Les sept piliers d'une simulation CAE hautement productive.

The Seven Pillars of highly productive CAE simulation

Introduction ou extrait du livre blanc

"The Computer-Aided Engineering (CAE) simulation industry is already over 50 years old and one of the ‘Holy Grails’ that still hasn’t been achieved is to tightly couple the design and CAE representations of the product under development so that changes to the design are immediately included in the CAE analysis, and changes driven by the analysis are immediately incorporated into the design. Some have tried to solve the problem through embedding CAE capabilities inside CAD (Computer-Aided Design) software(1, 2) but that has typically involved compromises in accuracy and functionality or resulted in a compromise in the CAE user’s experience within the design environment that has evolved to cater for the need of the CAD user.

Introduction – Transforming the traditional CAE simulation process

There has always been a gulf between the Mechanical CAD world and the CAE world over the provision and usability of CAE simulation tools that can work directly with CAD geometries, especially when considering the needs of industrial manufacturing requirements- accurate, repeatable, reliable simulations - within industrially relevant timescales for product research, development, production, manufacturing and deployment.

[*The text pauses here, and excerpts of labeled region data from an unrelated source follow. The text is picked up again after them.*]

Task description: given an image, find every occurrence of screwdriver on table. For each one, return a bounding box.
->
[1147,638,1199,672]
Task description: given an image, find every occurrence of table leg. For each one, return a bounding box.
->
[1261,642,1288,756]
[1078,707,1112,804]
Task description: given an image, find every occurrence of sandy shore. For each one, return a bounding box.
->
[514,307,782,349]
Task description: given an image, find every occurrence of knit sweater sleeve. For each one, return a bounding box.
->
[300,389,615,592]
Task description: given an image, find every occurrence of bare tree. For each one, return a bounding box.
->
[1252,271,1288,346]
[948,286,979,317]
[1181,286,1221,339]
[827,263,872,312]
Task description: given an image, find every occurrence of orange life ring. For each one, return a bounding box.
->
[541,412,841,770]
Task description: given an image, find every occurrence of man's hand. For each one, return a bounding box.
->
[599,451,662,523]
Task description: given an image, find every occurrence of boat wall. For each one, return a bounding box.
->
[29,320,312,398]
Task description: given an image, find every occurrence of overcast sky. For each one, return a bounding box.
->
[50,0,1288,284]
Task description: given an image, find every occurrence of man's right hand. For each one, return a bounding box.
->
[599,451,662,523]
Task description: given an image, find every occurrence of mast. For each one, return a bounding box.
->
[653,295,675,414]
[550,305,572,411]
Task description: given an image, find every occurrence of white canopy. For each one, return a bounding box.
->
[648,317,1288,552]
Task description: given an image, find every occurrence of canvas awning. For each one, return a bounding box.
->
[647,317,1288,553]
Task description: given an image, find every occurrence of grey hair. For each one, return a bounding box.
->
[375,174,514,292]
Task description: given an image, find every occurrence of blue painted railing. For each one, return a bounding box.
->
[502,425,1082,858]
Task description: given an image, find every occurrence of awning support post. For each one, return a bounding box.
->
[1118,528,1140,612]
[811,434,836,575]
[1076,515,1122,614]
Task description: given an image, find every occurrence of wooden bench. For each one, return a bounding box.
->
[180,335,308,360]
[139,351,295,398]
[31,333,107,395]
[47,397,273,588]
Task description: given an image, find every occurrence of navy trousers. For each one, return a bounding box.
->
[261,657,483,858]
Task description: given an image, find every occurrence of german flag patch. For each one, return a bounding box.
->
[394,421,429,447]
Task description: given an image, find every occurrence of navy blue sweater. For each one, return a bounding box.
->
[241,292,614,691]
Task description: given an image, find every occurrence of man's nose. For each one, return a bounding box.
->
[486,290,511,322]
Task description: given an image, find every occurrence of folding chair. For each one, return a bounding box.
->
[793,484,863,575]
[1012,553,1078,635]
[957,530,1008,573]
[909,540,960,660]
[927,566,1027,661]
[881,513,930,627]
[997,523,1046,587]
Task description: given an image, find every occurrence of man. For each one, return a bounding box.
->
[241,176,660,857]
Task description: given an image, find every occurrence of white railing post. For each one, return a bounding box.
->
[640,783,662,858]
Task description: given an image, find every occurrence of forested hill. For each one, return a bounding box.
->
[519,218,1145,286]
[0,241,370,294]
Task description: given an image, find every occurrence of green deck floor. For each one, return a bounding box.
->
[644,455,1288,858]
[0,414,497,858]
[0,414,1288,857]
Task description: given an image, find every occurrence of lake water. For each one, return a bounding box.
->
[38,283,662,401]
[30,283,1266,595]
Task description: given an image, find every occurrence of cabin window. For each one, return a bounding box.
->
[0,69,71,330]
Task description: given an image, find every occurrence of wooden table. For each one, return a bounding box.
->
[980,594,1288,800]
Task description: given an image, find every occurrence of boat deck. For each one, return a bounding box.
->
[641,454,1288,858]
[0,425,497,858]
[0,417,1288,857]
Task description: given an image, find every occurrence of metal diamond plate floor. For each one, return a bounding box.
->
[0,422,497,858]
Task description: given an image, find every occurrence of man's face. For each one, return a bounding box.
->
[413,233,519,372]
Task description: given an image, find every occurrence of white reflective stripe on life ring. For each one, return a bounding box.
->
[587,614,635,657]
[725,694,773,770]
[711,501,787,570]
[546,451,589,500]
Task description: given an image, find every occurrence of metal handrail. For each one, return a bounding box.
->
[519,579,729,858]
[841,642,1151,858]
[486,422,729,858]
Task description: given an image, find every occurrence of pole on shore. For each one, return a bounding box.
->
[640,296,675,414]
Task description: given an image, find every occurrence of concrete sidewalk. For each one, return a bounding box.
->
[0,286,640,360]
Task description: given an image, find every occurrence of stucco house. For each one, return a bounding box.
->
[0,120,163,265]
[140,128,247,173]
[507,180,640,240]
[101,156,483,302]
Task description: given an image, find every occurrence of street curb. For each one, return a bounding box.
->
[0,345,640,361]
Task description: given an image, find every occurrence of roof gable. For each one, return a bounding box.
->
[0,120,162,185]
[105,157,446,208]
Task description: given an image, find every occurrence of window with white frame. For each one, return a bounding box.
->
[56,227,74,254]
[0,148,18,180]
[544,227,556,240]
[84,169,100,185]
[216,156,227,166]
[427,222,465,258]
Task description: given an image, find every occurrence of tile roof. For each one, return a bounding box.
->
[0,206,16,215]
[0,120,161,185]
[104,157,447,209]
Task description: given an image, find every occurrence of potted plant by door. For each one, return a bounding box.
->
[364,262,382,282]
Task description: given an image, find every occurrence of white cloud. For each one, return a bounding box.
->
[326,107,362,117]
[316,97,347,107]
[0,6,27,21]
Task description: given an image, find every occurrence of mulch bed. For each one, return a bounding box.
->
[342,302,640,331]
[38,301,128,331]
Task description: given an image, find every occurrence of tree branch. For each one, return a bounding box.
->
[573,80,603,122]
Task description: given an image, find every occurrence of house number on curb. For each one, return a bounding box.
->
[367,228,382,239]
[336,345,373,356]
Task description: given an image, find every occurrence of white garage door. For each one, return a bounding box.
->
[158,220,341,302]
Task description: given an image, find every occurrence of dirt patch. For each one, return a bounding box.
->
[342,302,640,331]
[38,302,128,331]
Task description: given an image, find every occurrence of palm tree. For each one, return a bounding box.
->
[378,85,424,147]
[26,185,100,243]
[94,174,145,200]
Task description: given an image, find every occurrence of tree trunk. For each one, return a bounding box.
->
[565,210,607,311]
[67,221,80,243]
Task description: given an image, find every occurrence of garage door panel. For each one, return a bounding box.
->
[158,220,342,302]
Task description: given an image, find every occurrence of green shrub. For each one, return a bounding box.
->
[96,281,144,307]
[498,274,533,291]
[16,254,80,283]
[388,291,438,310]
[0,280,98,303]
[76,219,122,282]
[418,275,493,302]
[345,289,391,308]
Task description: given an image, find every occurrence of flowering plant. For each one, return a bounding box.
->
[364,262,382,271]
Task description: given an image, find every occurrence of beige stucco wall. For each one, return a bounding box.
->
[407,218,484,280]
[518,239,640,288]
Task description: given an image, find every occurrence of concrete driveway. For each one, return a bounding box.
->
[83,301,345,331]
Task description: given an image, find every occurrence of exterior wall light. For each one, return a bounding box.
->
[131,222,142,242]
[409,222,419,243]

Either CAE has been used by highly educated (usually scarce, and highly paid) Analysts, or it has been only been used for limited applications within CAD software by Design Engineers working to tight product design, development and release schedules (3). Although solution times within many CAE disciplines have become ever shorter over the years thanks to advances in high performance computing (HPC)(1), it remains true that the majority of time within a simulation workflow, typically more than 66%, is spent cleaning geometry, creating meshes, debugging and validating the simulation models. It leaves precious little time for engineers to review the response of the structures and mechanisms, understand their behavior and identify potential design improvements that could improve the product performance. Too many product development processes fail to produce optimum designs because the traditional CAE simulation process takes too long to complete. This causes companies to use simulation primarily for stress checking and not to identify optimum, or even just better designs."